Posted by MXA | Report as abusive

This is exactly why American politics is completely idiotic and Americans should feel ashamed of themselves for running a Reality TV show instead a working government. Americans are only moved by shock value. Felix is so correct is everything he says. Does anyone know how many more children will die this year than all the victims in the Tsunami combined? Lets 8 million divided by (lets give a high estimate 30,000) = 266.667 times more people die every year due too malnutrition and poverty. Where’s the America people in this disaster that happens every year?

Vilofern says “We live on one world and we should all be helping each other!!!!”
You are correct so why are you ignoring the millions of children dying every year due too hunger?

To all those naysayers the point is people die every day from easily preventable means. If Americans spent all the money they spend on losing weight, on feeding the poor, not one person would be hungry tonight. Unless its on Fox news or CNN Americans could give a….

Posted by AndySprague | Report as abusive

The ragestorm that this article has stirred up is quite astonishing. Does make one wonder how many of the people baying for Mr. Salmon’s blood (or at the very least his job) have bothered to read past the headline.

Having donated to MSF a few days ago, I completely concur with Mr. Salmon’s point: Don’t earmark funds, people. Sure, the disaster might motivate *you* to donate, where you might not have done so otherwise. (I admit, this is true in my case).

But remember that most likely, you’re not at all qualified to judge what is the most effective aid to give to the victims of a disaster. The aid organizations are experts at doing just that. This is why you should give money, instead of pointlessly tying up logistical capacity by sending canned food and socks to a country that most certainly can get them cheaper and more efficiently.

In fact, your socks were likely made in Bangladesh. Distance from USA to Bangladesh? Roughly 8000 mi. Japan to Bangladesh? About 3000 mi.

Posted by icedrake | Report as abusive

You people critical of Felix Salmon are aware that there are humanitarian crises happening the world over, not just Japan, right?

Posted by giantslor | Report as abusive

Hey asshole, remember when Katrina hit us and America needed help? Oh, wait. America is filthy rich and it is a superpower and need to foreign help, never mind then, let the people of New Orleans suffer and fend for themselves, I am sure they were in safe hands.

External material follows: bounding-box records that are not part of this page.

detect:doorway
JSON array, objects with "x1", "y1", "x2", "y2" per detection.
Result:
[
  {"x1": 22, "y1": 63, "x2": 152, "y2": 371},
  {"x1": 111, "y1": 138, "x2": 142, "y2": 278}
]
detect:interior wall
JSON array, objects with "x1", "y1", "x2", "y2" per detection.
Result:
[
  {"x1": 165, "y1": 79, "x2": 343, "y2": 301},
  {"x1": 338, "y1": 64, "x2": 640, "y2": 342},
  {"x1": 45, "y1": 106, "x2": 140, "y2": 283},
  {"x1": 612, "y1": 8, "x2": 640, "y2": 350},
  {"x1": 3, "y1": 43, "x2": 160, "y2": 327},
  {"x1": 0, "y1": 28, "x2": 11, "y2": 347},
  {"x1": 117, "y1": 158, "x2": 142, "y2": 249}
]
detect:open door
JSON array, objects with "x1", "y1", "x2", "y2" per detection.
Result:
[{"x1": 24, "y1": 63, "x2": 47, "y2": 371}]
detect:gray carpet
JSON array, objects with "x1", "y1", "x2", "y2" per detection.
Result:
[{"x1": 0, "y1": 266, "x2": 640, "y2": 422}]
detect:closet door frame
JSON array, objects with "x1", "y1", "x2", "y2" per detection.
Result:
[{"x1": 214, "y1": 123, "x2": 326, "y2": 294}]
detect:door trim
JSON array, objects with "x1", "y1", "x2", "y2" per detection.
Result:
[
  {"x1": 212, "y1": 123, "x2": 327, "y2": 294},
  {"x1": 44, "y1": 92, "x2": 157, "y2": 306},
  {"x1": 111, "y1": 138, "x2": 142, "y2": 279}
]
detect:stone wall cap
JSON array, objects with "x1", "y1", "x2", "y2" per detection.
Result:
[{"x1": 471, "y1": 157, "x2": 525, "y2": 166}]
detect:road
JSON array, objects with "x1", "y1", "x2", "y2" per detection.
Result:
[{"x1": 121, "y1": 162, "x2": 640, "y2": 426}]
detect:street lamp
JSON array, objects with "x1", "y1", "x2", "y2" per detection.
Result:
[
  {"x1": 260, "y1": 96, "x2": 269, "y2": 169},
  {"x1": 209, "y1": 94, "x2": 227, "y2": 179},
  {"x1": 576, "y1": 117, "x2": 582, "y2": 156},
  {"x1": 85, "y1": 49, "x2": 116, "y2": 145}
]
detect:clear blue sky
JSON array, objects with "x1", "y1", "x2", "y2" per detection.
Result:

First you know nothing about economics, you dont create more wealth by printing money (otherwise we would all be filthy rich), and second alot of the victims are now homeless, cold, starving, and sick and they need medicine, food, and other necessities that these organizations are trying to provide (and not to mention they have a shortage in their country! The other day CNN showed how a convenient store ran out of everything, except alcohol and snacks but had no medicine, no water, and no food!). Third, the hardest hit areas were rural areas and since the infrastructures were damage during the earthquake/tsunami it will take a long time to rebuild so they need help now! Fourth, you are a heartless bastard and your argument is invalid, as of right now we have children, the elderly, the destitute, the sick, the helpless, and a lot of homeless people that cannot wait for help nor rely on the usual safety net for help, they are refugees.

But I guess solidarity means nothing to you and instead we should ship them bootstraps…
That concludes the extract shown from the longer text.